Alas, the final third, with its need to wrap things up, undermines some of the good work Carney has put in. Gretta and Dan each arrive at a place that befits their individual struggles, but there’s a sense that they’ve been let down by Carney’s determination not to play it safe and to avoid the movie having a predictable ending. Even with this, his leads remain convincing throughout, handling their characters’ journeys from start to finish with skill, confidence and conviction. Ruffalo gives such an impressive performance it’s hard to take your eyes off him, while Knightley invests Gretta with a stubborn, earnest vulnerability that is mesmerising. When on screen together they spark off each other, each raising their game, each making the movie even richer. In support, Steinfeld, Keener and Corden all provide charming turns, while Levine (from Maroon 5) makes his feature debut and is very good indeed.
With its emotional content linked directly to, and expressively through, its songs, Begin Again is a musical drama that packs several unexpected punches, and if its near rags-to-riches feel has an unavoidable touch of whimsy wrapped around it, then it’s no bad thing. This is a feelgood movie, and unashamedly so.

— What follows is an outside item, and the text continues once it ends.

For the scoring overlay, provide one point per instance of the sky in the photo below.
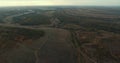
(59, 2)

Rating: 8/10 – guaranteed to put a smile on anyone’s face during its musical numbers, Begin Again is a lively, effervescent movie that is both delightful and poignant in equal measure; with assured turns from its two leads, it’s a movie that entertains and rewards far more than it should do given its bittersweet ending.
Cast: Mark Ruffalo, Tim Robbins, Gwyneth Paltrow, Josh Gad, Joely Richardson, Patrick Fugit, Alecia Moore, Carol Kane, Emily Meade
Initial expectations or perceptions would peg this as a romantic comedy, but in actuality this is a low-key drama with comic highlights (mostly provided by Gad). Focusing on Adam (Ruffalo), five years sober as a sex addict, his sponsor Mike (Robbins), and newbie Neil (Gad), Thanks for Sharing follows each addict as he tries to rebuild a particular area of his life: Adam begins a new relationship with Phoebe (Paltrow), Mike has to deal with the return of his ex-junkie son Danny (Fugit), and Neil has to want to be honest with himself and others.
The movie pitches its highs and lows effectively, even if there’s nothing particularly original on display here, and the different story lines are each given sufficient space to involve the audience and draw them in to each characters’ plight. Ultimately though, the movie lacks any appreciable depth, and what few dramatic moments there are have been done more persuasively elsewhere. That said, the script has some good one-liners and the cast does well with the material over all; Ruffalo and Paltrow have a definite chemistry together, and Moore (better known as the pop singer Pink) almost steals the movie. Blumberg’s direction is efficient without ever being spectacular, and the movie keeps the audience’s attention throughout thanks to the quality cast.
Rating: 6/10 – a pleasant enough way to spend a couple of hours but too lightweight to make more than a passing impression; a great cast let down by a script that needed more focus.